Why I Chose My Journey to Angular

Tharmi Vijayakumaran
4 min readOct 24, 2020

Routing(Part 2)

Episode 6

In our previous tutorial we learned fundamental concepts in Routing. In this tutorial we are going to learn Routing in depth.

Hey What is <router-outlet> ??

Is there only one <router-outlet> exists on your angular application??

A <router-outlet> directive acts as a placeholder that Angular dynamically fills based on the current router state. When the user use the application and routes to another component, then the component’s template will be displayed within the routerOutlet.

So.. I am asking you, if you want to display more than one template in a page then, how can you do that? Here our child routes come into play. When a primary routerOutlet is displaying, the child routes component template displayed in the inner component routerOutlet in the same page. So our answer is revealed, there can be more than one routerOutlet.

Ok… We have been learning about routing from previous tutorial, we know how important routing is. So how do you protect your routes. If you allow routes to access to anybody without any restriction, it won’t be a secure application. So what shall we do?

We have to guard our routes.

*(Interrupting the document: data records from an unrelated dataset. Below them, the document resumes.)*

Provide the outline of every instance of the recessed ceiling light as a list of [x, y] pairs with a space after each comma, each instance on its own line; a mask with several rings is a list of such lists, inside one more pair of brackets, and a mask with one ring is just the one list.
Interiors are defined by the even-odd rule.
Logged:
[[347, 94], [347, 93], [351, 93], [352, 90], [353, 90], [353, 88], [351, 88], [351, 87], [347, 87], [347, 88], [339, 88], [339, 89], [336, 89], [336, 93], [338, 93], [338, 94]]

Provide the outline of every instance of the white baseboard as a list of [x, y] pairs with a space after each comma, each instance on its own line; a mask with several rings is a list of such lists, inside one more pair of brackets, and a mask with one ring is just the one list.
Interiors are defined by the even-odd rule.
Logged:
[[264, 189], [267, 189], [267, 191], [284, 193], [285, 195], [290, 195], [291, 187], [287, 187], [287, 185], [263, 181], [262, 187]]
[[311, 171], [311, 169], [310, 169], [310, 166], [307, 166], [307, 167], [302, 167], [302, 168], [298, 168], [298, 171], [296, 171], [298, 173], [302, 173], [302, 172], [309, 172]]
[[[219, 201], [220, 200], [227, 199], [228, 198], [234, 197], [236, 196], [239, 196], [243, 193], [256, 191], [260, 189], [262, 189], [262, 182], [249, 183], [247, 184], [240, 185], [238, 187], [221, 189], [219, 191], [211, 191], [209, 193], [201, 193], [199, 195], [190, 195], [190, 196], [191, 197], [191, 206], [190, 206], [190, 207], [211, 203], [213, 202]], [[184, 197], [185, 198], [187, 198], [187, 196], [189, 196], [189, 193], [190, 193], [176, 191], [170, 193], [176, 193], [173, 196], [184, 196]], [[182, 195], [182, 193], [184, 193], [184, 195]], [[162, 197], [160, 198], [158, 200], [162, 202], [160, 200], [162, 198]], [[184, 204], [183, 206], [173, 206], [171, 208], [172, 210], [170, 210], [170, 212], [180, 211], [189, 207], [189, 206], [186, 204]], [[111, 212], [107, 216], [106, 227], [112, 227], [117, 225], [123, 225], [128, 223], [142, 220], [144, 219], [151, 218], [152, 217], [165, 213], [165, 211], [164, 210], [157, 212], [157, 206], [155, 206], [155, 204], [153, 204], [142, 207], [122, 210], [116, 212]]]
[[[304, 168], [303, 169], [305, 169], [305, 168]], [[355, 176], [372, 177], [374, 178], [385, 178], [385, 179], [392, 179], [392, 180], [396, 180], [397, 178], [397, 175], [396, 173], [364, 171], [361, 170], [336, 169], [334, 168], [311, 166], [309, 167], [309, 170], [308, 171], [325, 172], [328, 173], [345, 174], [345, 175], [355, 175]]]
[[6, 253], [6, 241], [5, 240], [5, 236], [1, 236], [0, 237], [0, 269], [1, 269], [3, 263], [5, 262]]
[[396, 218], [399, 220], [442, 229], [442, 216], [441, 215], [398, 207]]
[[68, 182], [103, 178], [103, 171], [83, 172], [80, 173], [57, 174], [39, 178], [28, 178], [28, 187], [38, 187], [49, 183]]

Some of the instances where guarding route is essential are

  • Only allows to authenticated and authorised user
  • Remind user about unsaved changes, when they try to leave from that route.
  • In a multi part component form, allow the user to navigate from one component to another if only the given data is valid.
  • Fetching data before accessing a route.

Guarding interfaces can be categorised into

  • CanActivate
  • CanActivateChild
  • CanDeactivate
  • CanLoad
  • Resolve

All the routing guards are service class.

CanActivate Guard

CanActivate route can be used to check any criteria that need to be true before navigate to route. For example, ensure prerequisites. It limit the access to route.

To implement canActivate Guard

  1. Create canActivate service
create CanActivate guard

As in the above code snippet, CanActivate guard can be implemented by creating a service class by implementing the CanActivate interface. When implementing this interface, canActivate() will be called and required code will have written and true or false will return. It takes two parameters ActivatedRouteSnapshot which reveals the current route state which is going to be activated and RouterStateSnapshot which provides access to the entire route state. When the return value from the above method is true, the user will allow to navigate to the route else it won’t navigate to the route.

2. Adding canActivate route guard to route configuration

route configuration for canActivate route guard

When configuring a specific route where CanActivate route guard to be needed, we have to assign the create guard service to the canActivate property and also add the guard to the providers array in @NgModule in the route configured module.

CanActivateChild Guard

This route guard is same as CanActivate route guard, but it relates to child route. It limits the access to child route. It checks the criteria required for child route navigation.

CanDeactivate Guard

This route is used when navigate from a route. It checks for the unsaved changes and if any we can provide warning to save the changes.

CanLoad Guard

This route guard is used in LazyLoading. In future tutorial we will learn about this.

Route Resolvers

You are routing to a component, but there is no data displayed in the page(only static data is there) or partial page is loaded. What do you think for a while if data is loaded after your view in the empty template. “Bad user experience”. This happens due to some cause of delay due to network problems or loading of lots of data. So how can we solve this issue?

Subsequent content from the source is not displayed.